The lysine histone demethylase KDM4B is overexpressed in several types of cancers and plays dual roles in genome stability maintenance. Although KDM4B is able to recognize several histone methylations, the underlying molecular mechanism is still unknown. In this study, we purified the KDM4B chromatin-associated hybrid tudor domains (HTDs) and plant home domains (PHDs) and performed the pull-down assay to screen the tri-methyl modified histone peptides that could be efficiently recognized by KDM4B. Our results showed that both HTD alone and the combination of HTD and PHD were able to specifically bind to H3K4me3 and H4K20me3. Because H4K20me3 is essential for KDM4B’s rapid recruitment to DNA damage site, we further aligned the multiple tudor peptide sequence and identified two conserved residues Y993 and W987 that are critical for KDM4B-H4K20me3 interaction. The surface plasmon resonance analysis revealed that HTD displayed a rapid H4K20me3 bind-dissociate pattern. These findings therefore provided mechanistic insights into the binding of tudor domain of KDM4B protein with H4K20me3.

中文翻译：

---

组蛋白脱甲基酶KDM4B的Tudor结构域是H4K20me3的阅读器。

赖氨酸组蛋白脱甲基酶KDM4B在几种类型的癌症中过表达，并且在基因组稳定性维持中起双重作用。尽管KDM4B能够识别几种组蛋白甲基化，但是其潜在的分子机制仍然未知。

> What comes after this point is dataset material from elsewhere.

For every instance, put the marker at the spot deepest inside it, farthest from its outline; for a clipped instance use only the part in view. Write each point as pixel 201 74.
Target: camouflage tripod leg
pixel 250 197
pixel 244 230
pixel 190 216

在这项研究中，我们纯化了KDM4B染色质相关的杂交都铎结构域（HTD）和植物家乡域（PHD），并进行了拉下试验以筛选可以被KDM4B有效识别的三甲基修饰的组蛋白肽。我们的结果表明，单独的HTD以及HTD和PHD的组合都能够特异性结合H3K4me3和H4K20me3。由于H4K20me3对于KDM4B迅速募集到DNA损伤位点至关重要，我们进一步比对了多个都铎肽序列，并鉴定了两个保守残基Y993和W987，它们对于KDM4B-H4K20me3相互作用至关重要。表面等离子体共振分析表明，HTD显示出快速的H4K20me3结合-解离模式。因此，这些发现为了解KDM4B蛋白的Tudor结构域与H4K20me3的结合提供了机械原理。